What's next? I don't know. I find myself repeating myself here a lot. I've sat down to write posts only to realize that either what I intended to put together, I've already done, sometimes more than once, or that I just really don't have anything coherent or meaningful to say.
I love doing this. It's not much, kinda pathetic in its way, but I do enjoy it.
I suppose my lethargy has something to do with my kids. We weren't able to see our older son over the holidays. He couldn't come here because he had performances up till a day or two before christmas and a couple of days after. We couldn't afford to make a trip over there. We have not seen him perform live since before he graduated college back in 2001.
Happily, our younger son did come home from Florida for nearly an entire month, which was great. (I recount a bit of our road trip with him in an earlier post.)

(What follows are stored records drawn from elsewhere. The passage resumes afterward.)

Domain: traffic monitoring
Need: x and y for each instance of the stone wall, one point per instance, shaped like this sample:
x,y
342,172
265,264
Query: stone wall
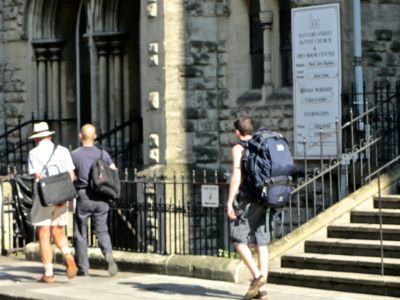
x,y
381,41
13,55
196,72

He left to drive back last Friday. Each of them fill the house with such energy that, when they head back to their lives, it leaves a kind of vacuum here at the old homestead. The silence can be deafening, to utilize an overused phrase.
But Jo and I have recovered, I think. We made a trip up to Trader Joes market on the north side of town a few days ago, and stocked up on a bunch of their good stuff. (Do you have Trader Joes up your way? It's a fun place to grocery shop.)
We gave my wife a new computer for christmas, and she is taking some basic computer classes at a local library. Up until recently she wasn't sure how to turn a computer on. Now she is excited about it all. I'm excited for her as well. I think once she becomes comfortable, she will find a great deal of interesting things to do with it. I'd love to see her start writing again. She is very good, but lacks confidence having been away from it for so long.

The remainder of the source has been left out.